How disappointing, then, that when Tezuka gets around, in Volume 2, to sharing the grand philosophy behind the series, that it turns out to be the lamest, most sophomoric philosophy imaginable.  See, the microcosm is just like the macrocosm: elemental particles contain miniature suns and orbiting planets, eachteeming with their own life.  And the macrocosm, well that’s just like the mesocosm: “the whole universe is only a single cell in a living creature”. Sheesh. I haven’t seen this much one-too-many-bong-hits “philosophy” since I Heart Huckabees (which, admittedly, I liked regardless).

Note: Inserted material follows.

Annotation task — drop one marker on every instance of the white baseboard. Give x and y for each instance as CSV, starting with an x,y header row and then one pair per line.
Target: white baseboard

Ah well. Even Homer nods. And this misstep aside, Phoenix is excellent. Reading the volumes in quick succession, one after another, only brings home the cleverness of Tezuka’s bold structure, as characters and various sci-fi conceits recur across volumes, as distant memory, or transformed, or reincarnated. Fittingly, the only constant is that symbol of immortal life herself, the Phoenix. Phoenix gets the highest possible recommendation from, its minor flaws notwithstanding.